En un control de carretera, al salir
de la autovía, me pidieron la documentación y por instinto saqué el carnet de
la biblioteca. El policía lo observó con incredulidad, apretó los labios y,
para abreviar, me dijo: el Otro. Durante unos segundos me quedé perplejo, con
cara de inmigrante, preguntándome si no le parecía suficiente con mi nacionalidad
y tenía que añadirle otra... El policía golpeó el borde de la puerta con el carnet
de la biblioteca, de modo que me puse tieso, abrí de nuevo la cartera y le
entregué mi DNI. Lo miró sin demasiado interés, lo puso debajo del otro y, al
entregármelos, me dijo:
—Procura no distraerte en la
carretera, recuerda que estás conduciendo.
Entonces le miré a los ojos y le reconocí: era un vecino de Cifuentes.
Iba a decirle algo agradable, pero él tensó los músculos de la cara y me
devolvió una mirada que decía: Tú, a Mí, no me conoces de nada.

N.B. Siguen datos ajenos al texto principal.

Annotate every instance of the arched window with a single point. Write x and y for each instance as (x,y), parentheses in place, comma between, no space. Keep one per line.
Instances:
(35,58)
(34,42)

Un par de kilómetros más adelante la escena empezó a cocerse en mi
cabeza. El policía no me había regañado, ni me había tratado como a un idiota,
sólo me había pedido el Otro carnet con
una cierta complicidad. Era mi vecino pero también era cierto que no nos
conocíamos. No recordaba haber coincidido con él en ninguna parte, no
frecuentábamos los mismos bares y, como mucho, nos habíamos visto de lejos el
suficiente número de veces como para reconocernos de cerca. Del mismo pueblo,
pero no de la misma gente. Y el pueblo es pequeño, y la gente es poca. Y, como
estaba muy ocupado intentando recordar las caras de los vecinos y asociar
alguna con la del policía, no sé, una mujer, unos hijos, un amigo alto, uno muy
bajito y feo, tomé la desviación equivocada y cuando me di cuenta estaba dando
vueltas como un gilipollas en un barrio nuevo en el que todas las calles eran
iguales. Total, que llegué tarde a la biblioteca y me quedé pasmado frente a la
puerta cerrada mirando en el cristal esta cara de tonto que tengo. Lo mío no se
arregla ni con pastillas.
De nuevo en casa, le comenté emocionado a mi perro que iba a buscar al
policía. Ese domingo crucé casualmente por delante de los que salían de la misa
mayor, aparqué el coche al otro lado de la feria de ganado para verme obligado
a atravesarla, y recorrí el rastrillo media docena de veces haciendo como que
había quedado con alguien. Al final, encontré al policía. Estaba con el alcalde
y un par de concejales saludando a los paisanos que estrenaban la nueva
pasarela del Tejo, así lo decía el cartel: Nueva Pasarela del Tejo, y todos
ellos se pavoneaban con los cuellos muy tiesos y las miradas displicentes. No
había quedado mal, pero tampoco era para estrenar corbata. Eso sí, la pasarela
tiene una barandilla acristalada que permite ver cómo pasa el río, y eso es un
puntazo.
Poco después, el alcalde y la comitiva cruzaron la pasarela en dirección
a la feria de ganado, y a medio camino el policía se despidió de ellos. No
parecían muy amigos, puede que su presencia allí fuera obligada, aunque yo no
entendía muy bien la situación. Decidí seguir al policía y, después de verlo
entrar en la panadería y salir con una bolsa de plástico de la que asomaba una
chapata, nos alejamos de la parte vieja del pueblo hacia un bloque de pisos
aislado.
Mientras le seguía, pensé que el policía era nuevo en el pueblo, nuevo
como yo, que por desesperación vivía ahora en Cifuentes pero en el fondo no era
de allí. Pensé que no era bueno que dos personas que pueden relacionarse dejen
de hacerlo. Pensé en acercarme y saludarlo con afecto. Sentía la necesidad de
escuchar su voz, de contarle cosas, de comentarle que me había gustado lo
último de Julian Barnes... y hablarle de mi casa y de mis libros y de la
inteligencia, soledad en llamas. Pensé también en su negativa a conocerme. Debía
respetar sus deseos, y me quedé lejos. A una distancia prudente. Con la vista
en los zapatos. Sin atreverme a mirar cómo entraba en el portal y desaparecía.